Оглянувшись на петли длинной дороги, спросим себя: в счастливом ли?

Кадильный сладкий дым горестного отпевания матери, чад военных пожаров, зеленовато-желтый туман газовой атаки, дымчатые тифозные видения, бронепоезда и пароходы в угольном дыму, пороховой дым расстрелов, растаявшее облако несбывшейся любви, дым кирпичной трубы Магнитки и вересковой сталинской трубки, операционный мираж, пестрый дым литпроцесса с пламенными выпадами критика Дымшица…

Ничто с детства и до ухода не могло заслонить его необычайно зоркий и, конечно, вопреки трагизму – радостно-детский взгляд.

У Катаева была глубокая душа. И таинственная.

Свою тайну он унес с собой.

Обычно люди стараются не вспоминать травмирующие события. Он хотел осознать, осмыслить и прочувствовать все до конца. Не боялся прикасаться к ранам, не заживавшим никогда. Он с разных сторон и на все большей глубине вновь и вновь возвращался к главным, болевым точкам жизни.

Обостренно одинокий, закрытый, скрывавший важную часть себя даже от близких, он заглушал страдания бравадой, буффонадой, попойками, показной беспечностью. Но и настоящей литературой.

Поэтому все же дым счастливый.

Жизнь воспринималась им как произведение, а значит, и принималась.

Катаев – весь вызов. Он весь – слишком. Художник-маг, которому завидуют и сейчас и чей дар не могут оспорить. Баснословно успешный, но не через карьерные интриги, а благодаря дару.

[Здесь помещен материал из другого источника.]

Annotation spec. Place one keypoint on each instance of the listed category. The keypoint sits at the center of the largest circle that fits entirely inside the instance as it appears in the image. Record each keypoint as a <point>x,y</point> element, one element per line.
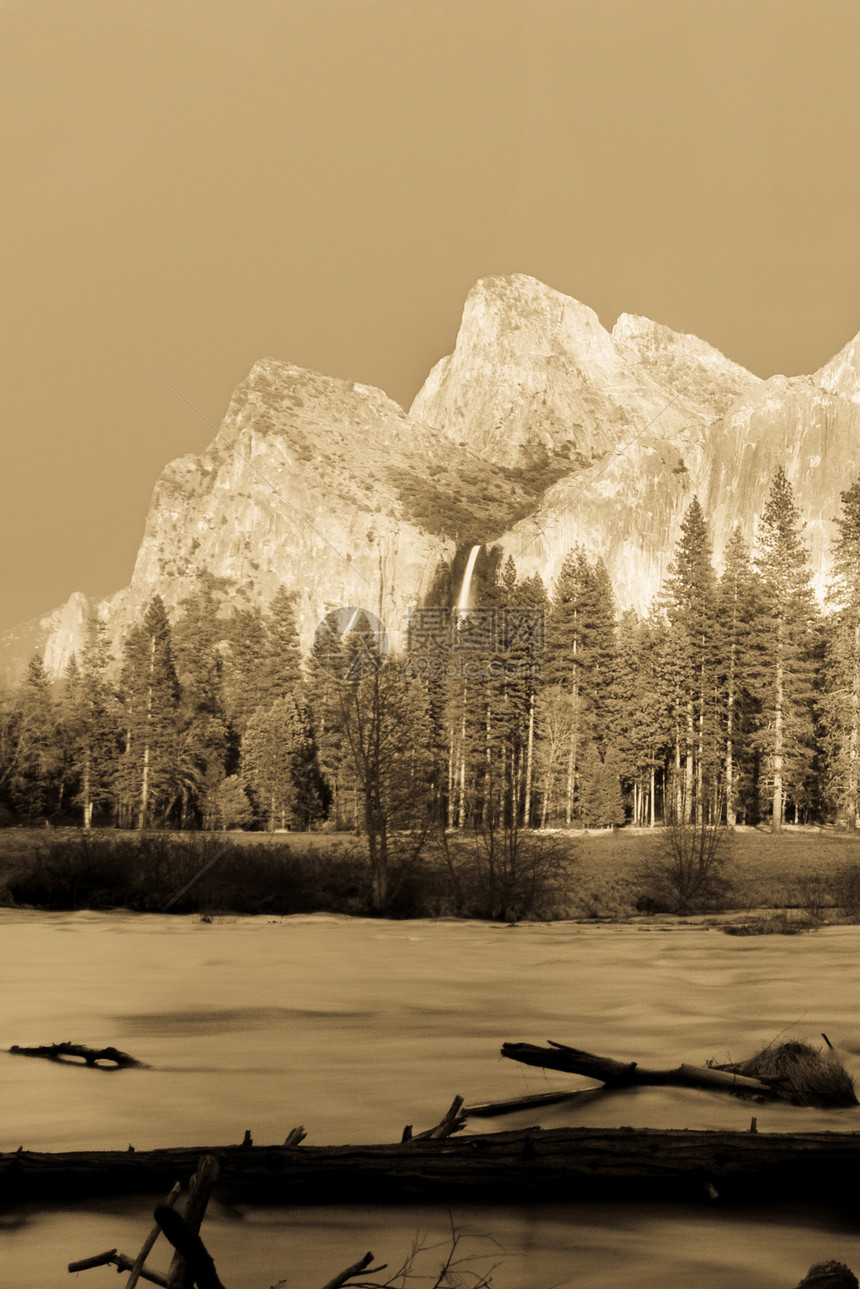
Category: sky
<point>191,184</point>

В силу этого редкого дара он был сам по себе, свободный от групп, стаек, общественного мнения.

Спасатель судеб. Устроитель литературы, которая без него была бы другой. Бескорыстно открывавший и опекавший таланты.

Русский человек. Потомок славных родов. Герой войны. До конца дней сохранивший офицерский государственнический инстинкт.

Оболганный. Да, так. Слева и справа бормочут нелепые небылицы и однообразные байки, пытаясь представить бóльшим грешником, чем остальные…

Он был грешен, но в отличие от очень многих не разыгрывал святошу.

Отрицание Катаева – унылая стайность, которая передается во времени.

Наслаждение Катаевым – вечная весна.

ПРИЛОЖЕНИЯ

Приложение 1
Основные сочинения Валентина Катаева

1923 — «Сэр Генри и черт».

1924 — «Остров Эрендорф».

1924 — «Повелитель железа».

1926 — «Растратчики».

1927 — «Квадратура круга».

1928 — «Отец».

1932 — «Время, вперед!».

1936 — «Белеет парус одинокий».

1937 – «Я, сын трудового народа».

1940 — «Домик».

1944 — «Жена».

1945 — «Сын полка».

1949 — «За власть Советов».

1951 — «За власть Советов» (новая редакция).

1956 — «Хуторок в степи».

1960 — «Зимний ветер».

1964 — «Маленькая железная дверь в стене».

1965 — «Святой колодец».

1967 — «Трава забвенья».

1969 — «Кубик».

1972 — «Разбитая жизнь, или Волшебный рог Оберона».

1974 — «Фиалка».

1975 — «Кладбище в Скулянах».

1978 — «Алмазный мой венец».

1980 — «Уже написан Вертер».

1982 — «Юношеский роман».

1986 — «Сухой лиман».

В печати выходили очерки и юморески Валентина Катаева под псевдонимами: В. Къ., Вал. К., Валентин Петрович, Старик Саббакин, Оливер Твист, Митрофан Горчица и др.

Приложение 2
Письма из личного архива Людмилы Коваленко
Илья Ильф и Юрий Олеша – Анне Коваленко

Дружок!

Молодец, что решила ехать. Жду тебя. Я уже забыл какая ты точно. Говорят, ты подстриглась… Приезжай. Увидимся. Думаю, что здесь тебе будет хорошо… Жду.

Целую лапки с нежностью.

Поцелуй Тамару. Кланяйся маме и Сереже.

Юра.

Дорогая Муся,

я вновь призываю Вас к себе. Пребудьте с нами. Все написанное подтверждаю.

Целую.

Иля.

29.03.23 г.

Москва

Чистые Пруды

Мыльников 4 кв 2(a)

19 ч. 30 м.

[рисунок]

Этого зайца и эту собаку я подарил Вале. А Вам, если Вы приедете, я подарю лошадь большую и живую.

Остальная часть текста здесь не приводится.